To calculate the mean earnings per common share, we add up the earnings for the past 5 years and divide by 5:
μ = (2.68 + 1.03 + 2.26 + 4.30 + 3.58) / 5
μ = 2.57
Next, we calculate the variance by plugging in the values for each year:
σ^2 = [ (2.68 - 2.57)^2 + (1.03 - 2.57)^2 + (2.26 - 2.57)^2 + (4.30 - 2.57)^2 + (3.58 - 2.57)^2 ] / 5
σ^2 = 2.1216
Finally, we take the square root of the variance to get the standard deviation:
σ = sqrt (2.1216)
σ = 1.457
Therefore, the standard deviation of the earnings per common share for the past 5 years is 1.457.

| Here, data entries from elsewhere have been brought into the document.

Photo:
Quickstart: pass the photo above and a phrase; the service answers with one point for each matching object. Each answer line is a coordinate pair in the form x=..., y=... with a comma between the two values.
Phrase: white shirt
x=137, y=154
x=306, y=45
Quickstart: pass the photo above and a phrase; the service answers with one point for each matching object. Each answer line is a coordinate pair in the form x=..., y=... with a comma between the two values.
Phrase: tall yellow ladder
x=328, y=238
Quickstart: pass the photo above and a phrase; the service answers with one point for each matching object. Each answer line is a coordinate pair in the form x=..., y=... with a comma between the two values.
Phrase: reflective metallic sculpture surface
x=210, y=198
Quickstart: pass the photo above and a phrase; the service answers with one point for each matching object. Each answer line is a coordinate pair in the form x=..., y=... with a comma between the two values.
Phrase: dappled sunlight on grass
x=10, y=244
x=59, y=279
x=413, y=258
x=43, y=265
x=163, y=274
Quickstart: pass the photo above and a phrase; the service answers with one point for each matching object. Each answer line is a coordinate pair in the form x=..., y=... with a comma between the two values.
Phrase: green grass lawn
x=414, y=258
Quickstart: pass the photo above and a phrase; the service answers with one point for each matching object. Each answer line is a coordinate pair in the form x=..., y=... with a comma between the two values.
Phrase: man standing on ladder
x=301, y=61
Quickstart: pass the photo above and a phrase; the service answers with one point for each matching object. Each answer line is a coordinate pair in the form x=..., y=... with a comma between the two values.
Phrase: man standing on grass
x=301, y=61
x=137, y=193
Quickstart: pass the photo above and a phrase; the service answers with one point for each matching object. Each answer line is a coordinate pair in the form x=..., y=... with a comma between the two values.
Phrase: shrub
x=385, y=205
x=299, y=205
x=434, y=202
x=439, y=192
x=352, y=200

If we assume that the distribution of earnings per common share is symmetrical and bell-shaped, about 95% of the observations will be between the mean plus and minus two standard deviations. So, the range of values that contain 95% of the observations is:
μ ± 2σ
2.57 ± 2(1.457)
2.57 ± 2.914
The lower limit is 2.57 - 2.914 = -0.344, which is not a meaningful value for earnings per common share. Therefore, we can assume that the range of values that contain 95% of the observations is:
2.57 ± 2.914
between 2.57 - 2.914 = -0.344 and 2.57 + 2.914 = 5.484.